The Snow Gauge

Running the rule over the ski & snowboard industry since 1995

How Japan embarrasses other countries’ ski resorts in one picture

Posted by on Jan 29, 2018 in Japan | 0 comments

Some say it’s the powder.

Some say it’s the culture and food.

Some say it’s the ease of access when coming from down under.

But if you want to know how Japan really sticks a dagger into the side of most other countries’ ski resorts, this frame from the Nozawa Onsen ticket office sums it up.


If you don’t know your yen I am going to do some simple conversions for you.

An adult day pass in Nozawa Onsen is around $A55 a day; a child’s pass about $A25.

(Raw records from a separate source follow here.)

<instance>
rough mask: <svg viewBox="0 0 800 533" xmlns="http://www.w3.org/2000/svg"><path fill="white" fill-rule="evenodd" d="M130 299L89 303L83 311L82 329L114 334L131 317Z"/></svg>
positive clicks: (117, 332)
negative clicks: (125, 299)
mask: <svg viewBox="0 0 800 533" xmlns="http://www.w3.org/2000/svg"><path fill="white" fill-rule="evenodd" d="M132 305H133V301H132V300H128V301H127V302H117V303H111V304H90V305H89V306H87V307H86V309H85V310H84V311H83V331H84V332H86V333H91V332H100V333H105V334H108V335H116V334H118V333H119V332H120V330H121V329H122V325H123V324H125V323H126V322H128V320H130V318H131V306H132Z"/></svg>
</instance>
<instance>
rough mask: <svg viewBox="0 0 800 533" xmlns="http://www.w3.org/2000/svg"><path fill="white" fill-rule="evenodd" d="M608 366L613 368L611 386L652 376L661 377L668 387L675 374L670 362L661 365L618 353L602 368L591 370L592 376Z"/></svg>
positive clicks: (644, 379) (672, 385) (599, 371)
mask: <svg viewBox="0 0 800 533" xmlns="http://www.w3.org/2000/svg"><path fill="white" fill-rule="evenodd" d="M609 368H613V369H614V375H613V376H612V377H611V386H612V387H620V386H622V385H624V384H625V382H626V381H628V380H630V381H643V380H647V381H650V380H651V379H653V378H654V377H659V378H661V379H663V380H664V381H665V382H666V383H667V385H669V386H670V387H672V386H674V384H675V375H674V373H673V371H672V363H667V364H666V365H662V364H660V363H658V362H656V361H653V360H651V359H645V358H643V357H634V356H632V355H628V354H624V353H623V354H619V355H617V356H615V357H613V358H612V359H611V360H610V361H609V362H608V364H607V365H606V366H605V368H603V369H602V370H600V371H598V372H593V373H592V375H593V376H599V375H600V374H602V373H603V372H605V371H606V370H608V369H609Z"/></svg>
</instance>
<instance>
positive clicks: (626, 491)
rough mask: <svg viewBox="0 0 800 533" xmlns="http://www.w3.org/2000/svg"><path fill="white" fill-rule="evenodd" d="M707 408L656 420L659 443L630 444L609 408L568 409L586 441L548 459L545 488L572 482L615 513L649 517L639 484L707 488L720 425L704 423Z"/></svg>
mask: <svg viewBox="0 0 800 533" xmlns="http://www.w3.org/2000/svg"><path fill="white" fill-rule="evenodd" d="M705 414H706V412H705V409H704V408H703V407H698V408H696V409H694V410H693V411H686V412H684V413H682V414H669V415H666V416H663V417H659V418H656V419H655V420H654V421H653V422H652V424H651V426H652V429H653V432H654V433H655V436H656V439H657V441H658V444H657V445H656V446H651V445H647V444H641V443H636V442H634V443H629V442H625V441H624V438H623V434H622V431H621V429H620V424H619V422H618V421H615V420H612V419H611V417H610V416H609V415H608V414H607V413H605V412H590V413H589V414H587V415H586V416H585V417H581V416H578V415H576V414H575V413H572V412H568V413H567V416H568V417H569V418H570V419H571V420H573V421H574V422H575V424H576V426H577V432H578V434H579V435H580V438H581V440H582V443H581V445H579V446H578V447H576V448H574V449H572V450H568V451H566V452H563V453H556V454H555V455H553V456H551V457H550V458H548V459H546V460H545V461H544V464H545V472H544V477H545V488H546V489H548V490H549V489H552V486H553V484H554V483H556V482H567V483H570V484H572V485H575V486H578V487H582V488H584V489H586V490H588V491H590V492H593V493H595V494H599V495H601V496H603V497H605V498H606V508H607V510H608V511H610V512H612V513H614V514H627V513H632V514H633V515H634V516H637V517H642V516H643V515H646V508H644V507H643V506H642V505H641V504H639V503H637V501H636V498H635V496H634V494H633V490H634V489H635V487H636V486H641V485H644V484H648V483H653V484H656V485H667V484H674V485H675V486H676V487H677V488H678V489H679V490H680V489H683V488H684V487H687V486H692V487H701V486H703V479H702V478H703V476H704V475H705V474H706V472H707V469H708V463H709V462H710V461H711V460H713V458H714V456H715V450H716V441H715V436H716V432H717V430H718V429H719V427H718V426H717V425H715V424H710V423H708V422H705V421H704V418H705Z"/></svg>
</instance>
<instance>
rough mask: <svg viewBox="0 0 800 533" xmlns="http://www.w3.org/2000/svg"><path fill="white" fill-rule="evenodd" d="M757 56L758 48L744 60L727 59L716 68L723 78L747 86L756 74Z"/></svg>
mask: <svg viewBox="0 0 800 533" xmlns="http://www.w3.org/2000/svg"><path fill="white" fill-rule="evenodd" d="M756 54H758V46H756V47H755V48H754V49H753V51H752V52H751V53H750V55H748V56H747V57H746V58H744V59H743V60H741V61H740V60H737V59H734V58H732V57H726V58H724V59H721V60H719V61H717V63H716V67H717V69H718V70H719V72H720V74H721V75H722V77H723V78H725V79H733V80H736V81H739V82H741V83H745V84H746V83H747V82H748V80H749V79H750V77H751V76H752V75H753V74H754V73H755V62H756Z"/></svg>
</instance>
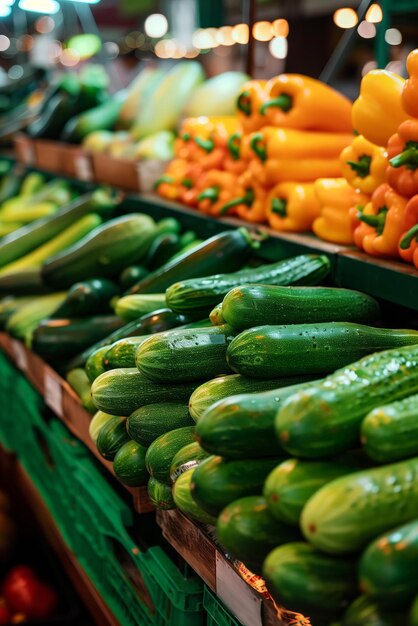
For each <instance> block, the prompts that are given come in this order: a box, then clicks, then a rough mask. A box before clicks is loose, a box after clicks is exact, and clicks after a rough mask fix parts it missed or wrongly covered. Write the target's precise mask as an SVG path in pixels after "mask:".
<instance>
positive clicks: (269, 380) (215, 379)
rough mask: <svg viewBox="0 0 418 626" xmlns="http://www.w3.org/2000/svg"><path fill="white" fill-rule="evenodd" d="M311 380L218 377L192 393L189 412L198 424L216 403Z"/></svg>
mask: <svg viewBox="0 0 418 626" xmlns="http://www.w3.org/2000/svg"><path fill="white" fill-rule="evenodd" d="M305 380H309V377H307V376H305V377H304V376H300V377H286V378H270V379H268V378H258V379H257V378H246V377H245V376H241V375H240V374H228V375H227V376H217V377H216V378H213V379H212V380H208V381H207V382H206V383H203V384H202V385H200V386H199V387H198V388H197V389H196V391H194V392H193V393H192V395H191V396H190V400H189V411H190V415H191V416H192V417H193V419H194V421H195V422H198V421H199V420H200V418H201V417H202V415H203V413H204V412H205V411H206V410H207V409H208V408H209V407H210V406H212V404H215V402H218V401H219V400H223V399H224V398H229V397H230V396H237V395H238V394H243V393H245V394H250V393H261V392H262V391H270V390H271V389H279V388H280V387H287V386H288V385H293V384H294V383H298V382H304V381H305Z"/></svg>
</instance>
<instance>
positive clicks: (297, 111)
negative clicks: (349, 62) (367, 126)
mask: <svg viewBox="0 0 418 626" xmlns="http://www.w3.org/2000/svg"><path fill="white" fill-rule="evenodd" d="M266 91H267V100H266V102H264V104H262V105H261V107H260V113H261V115H262V116H264V118H265V122H264V125H265V126H280V127H282V128H296V129H302V130H323V131H331V132H340V133H344V132H346V133H350V132H351V130H352V127H351V101H350V100H349V99H348V98H346V97H345V96H343V95H342V94H341V93H339V92H338V91H336V90H335V89H332V87H329V86H328V85H326V84H325V83H322V82H321V81H319V80H316V79H315V78H311V77H309V76H303V75H302V74H280V75H279V76H275V77H274V78H272V79H271V80H269V81H268V83H267V85H266Z"/></svg>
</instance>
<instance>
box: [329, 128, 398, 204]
mask: <svg viewBox="0 0 418 626" xmlns="http://www.w3.org/2000/svg"><path fill="white" fill-rule="evenodd" d="M340 164H341V174H342V175H343V176H344V178H345V179H346V180H347V181H348V182H349V183H350V185H351V186H352V187H354V188H355V189H358V190H359V191H361V192H362V193H367V194H371V193H373V191H374V190H375V189H377V187H379V185H381V184H382V183H384V182H385V181H386V169H387V166H388V160H387V153H386V150H385V149H384V148H382V147H380V146H376V145H375V144H374V143H371V142H370V141H368V140H367V139H366V138H365V137H363V135H358V136H357V137H355V138H354V139H353V141H352V142H351V145H350V146H347V147H346V148H344V150H343V151H342V152H341V155H340Z"/></svg>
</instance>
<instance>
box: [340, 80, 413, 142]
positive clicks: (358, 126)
mask: <svg viewBox="0 0 418 626" xmlns="http://www.w3.org/2000/svg"><path fill="white" fill-rule="evenodd" d="M404 84H405V80H404V79H403V78H402V77H401V76H399V75H398V74H395V73H394V72H389V71H387V70H372V71H371V72H368V74H366V75H365V76H363V78H362V81H361V85H360V95H359V97H358V98H357V100H356V101H355V102H354V104H353V109H352V121H353V127H354V128H355V129H356V131H357V132H359V133H360V135H363V136H364V137H365V138H366V139H368V140H369V141H371V142H372V143H375V144H376V145H378V146H386V144H387V142H388V139H389V137H390V136H391V135H393V134H394V133H396V131H397V130H398V126H399V125H400V124H401V123H402V122H403V121H405V120H406V119H407V118H408V115H407V113H406V112H405V111H404V109H403V108H402V97H401V96H402V89H403V86H404Z"/></svg>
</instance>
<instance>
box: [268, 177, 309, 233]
mask: <svg viewBox="0 0 418 626" xmlns="http://www.w3.org/2000/svg"><path fill="white" fill-rule="evenodd" d="M320 210H321V205H320V203H319V200H318V198H317V196H316V194H315V188H314V185H313V184H312V183H305V184H303V183H280V184H279V185H276V187H273V189H272V190H271V191H270V193H269V195H268V196H267V202H266V215H267V219H268V221H269V224H270V226H271V227H272V228H273V230H277V231H287V232H292V233H297V232H303V231H306V230H310V229H311V226H312V223H313V221H314V220H315V218H317V217H318V216H319V213H320Z"/></svg>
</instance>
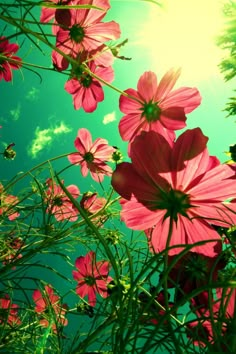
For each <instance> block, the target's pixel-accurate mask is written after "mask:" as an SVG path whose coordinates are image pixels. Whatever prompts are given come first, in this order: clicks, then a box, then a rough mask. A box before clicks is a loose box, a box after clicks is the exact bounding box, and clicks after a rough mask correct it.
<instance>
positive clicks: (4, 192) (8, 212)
mask: <svg viewBox="0 0 236 354" xmlns="http://www.w3.org/2000/svg"><path fill="white" fill-rule="evenodd" d="M18 203H19V199H18V198H17V197H15V196H14V195H11V194H6V192H5V191H4V187H3V185H2V184H1V183H0V215H3V216H5V215H6V216H7V217H8V220H10V221H12V220H15V219H16V218H18V216H20V214H19V213H18V212H17V211H15V210H14V207H15V206H16V204H18Z"/></svg>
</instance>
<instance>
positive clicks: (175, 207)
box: [154, 189, 192, 221]
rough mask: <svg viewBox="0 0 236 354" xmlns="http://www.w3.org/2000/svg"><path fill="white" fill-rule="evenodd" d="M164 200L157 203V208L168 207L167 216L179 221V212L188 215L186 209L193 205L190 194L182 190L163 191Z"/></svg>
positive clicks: (182, 214) (162, 199) (175, 220)
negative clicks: (188, 194) (179, 190)
mask: <svg viewBox="0 0 236 354" xmlns="http://www.w3.org/2000/svg"><path fill="white" fill-rule="evenodd" d="M161 194H162V200H160V201H158V202H157V203H155V205H154V207H155V209H166V214H165V218H167V217H171V218H172V219H173V220H175V221H177V219H178V214H181V215H184V216H188V215H187V213H186V211H187V209H189V208H190V207H192V206H191V204H190V199H189V196H188V195H187V194H185V193H183V192H182V191H179V190H175V189H170V191H169V193H166V192H161Z"/></svg>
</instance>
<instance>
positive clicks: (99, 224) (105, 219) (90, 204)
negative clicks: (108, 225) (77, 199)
mask: <svg viewBox="0 0 236 354" xmlns="http://www.w3.org/2000/svg"><path fill="white" fill-rule="evenodd" d="M106 203H107V200H106V199H105V198H99V197H97V193H91V192H87V193H84V195H83V198H82V199H81V201H80V205H81V206H82V208H83V209H84V210H86V212H87V213H88V215H93V214H97V213H99V211H101V210H102V209H103V208H104V206H105V205H106ZM106 220H107V216H106V212H105V211H104V212H103V213H101V214H100V213H99V215H98V216H95V217H93V218H92V222H93V223H96V226H97V227H98V226H101V225H102V224H103V223H104V222H105V221H106Z"/></svg>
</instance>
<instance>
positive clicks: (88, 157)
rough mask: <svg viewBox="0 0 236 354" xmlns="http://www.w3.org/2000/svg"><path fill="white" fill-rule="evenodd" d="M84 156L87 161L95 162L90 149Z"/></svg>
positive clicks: (93, 156)
mask: <svg viewBox="0 0 236 354" xmlns="http://www.w3.org/2000/svg"><path fill="white" fill-rule="evenodd" d="M83 157H84V160H85V161H86V162H93V160H94V156H93V154H92V153H91V152H89V151H88V152H86V153H85V154H84V156H83Z"/></svg>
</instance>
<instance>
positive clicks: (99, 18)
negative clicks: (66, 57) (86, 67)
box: [56, 0, 120, 58]
mask: <svg viewBox="0 0 236 354" xmlns="http://www.w3.org/2000/svg"><path fill="white" fill-rule="evenodd" d="M80 5H94V6H97V7H100V8H103V9H104V11H100V10H95V9H71V10H70V24H69V26H68V24H66V26H63V24H61V27H60V28H59V29H58V31H57V39H56V46H57V47H58V48H59V49H60V50H61V51H63V52H64V53H65V54H67V55H70V56H71V57H73V58H76V57H77V55H78V54H79V53H80V52H82V51H84V50H88V51H91V50H93V49H96V48H98V47H99V46H101V45H102V44H103V43H105V42H106V41H109V40H115V39H117V38H119V37H120V27H119V25H118V23H116V22H114V21H111V22H107V23H103V22H100V21H101V20H102V19H103V17H104V16H105V15H106V11H107V10H108V8H109V7H110V5H109V1H108V0H81V1H80Z"/></svg>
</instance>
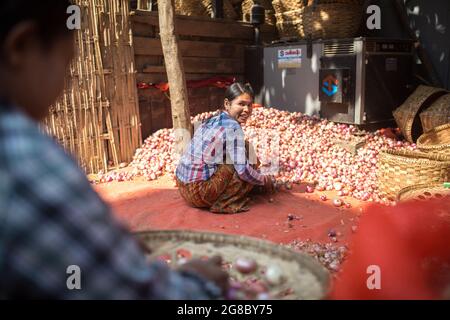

Then there’s single ride tickets (adult $A5) and the multi-day discounts.

It stacks up incredibly well almost anywhere in the world at half or less what you would pay in Australia and NZ and in the instance of some US resorts up to four-times less for a day ticket.

The cheap season pass model is obviously working really well for Vail Resorts but it does make life tougher for those less committed to the sport and purchasing day passes.

When I can pay $A25 for my daughter, who is not an avid skier, to ride for the day, it makes me think a whole lot less about whether we’re getting value for money.

If she wants to do four or five runs and call it a day, no problem.

That pricing extends to dining too.

A typical mid-range meal for four people in Nozawa was around $A70; including a couple of beers and soft drinks. Again, in my experience you’d be looking at close to double that elsewhere around the world.

As for the snow, we got five days of it. Light, dry powder dropping down between -5 to -14 degrees; around 1.2metres during that time.

Quite simply this was some of the best inbounds riding I have had for a decade.

Couple it with a fantastic village, bars and a myriad of onsens to choose from and you’re on a major winner.

Not that it’s all perfect.

If you’re looking for those thigh-burning intermediate cruisers of the Dolomites or many North American resorts you really won’t find too many of them.

Nozawa caters well for beginners and powder-seeking advanced riders but cuts in and out of intermediate fall line to really restrict traditional blue riding options.

The formal restrictions on much of the tree skiing (plenty of rope ducking goes on though) also cuts a chunk out of the potentially available terrain.

My other beef is the lack of ATM access for international travellers (two in a decent size village and with limited operating hours); coupled with many restaurants not taking credit cards. The fact a number of western-owned restaurants do this quite frankly sucks – they fully know the score but aren’t helpful to their main clientele.

But these are minor complaints in the scheme of things.

I first visited Nozawa Onsen in 2007 and got the sense it would be the next major Japanese resort to take off in the western market.

It has and deservedly so.

Nozawa Onsen top tips

Dining: Consider booking ahead as the better restaurants now seem to fill up fast. Try Wakagiri for a bit of everything Japanese, Tonkichi for Okonomiyaki (Japanese savoury pancakes) and the Akari Swiss bakery for coffee and amazing empanadas.

Onsens: If you really can’t get your head (or anything else) around the nude thing there is a mixed outdoor onsen (Spa Arena) where swimmers are required. It’ll set you back around $A8.

Stay: We bedded down in two separate rooms at Nozawa Peaks. It’s traditional ryokan-style (updated) with shared facilities but at $1260 total for 5 nights represented great value during peak season compared to the little else that was left. Owner Kain couldn’t have been more helpful.

The Snow Gauge and family stayed and played at Nozawa Onsen at their own expense.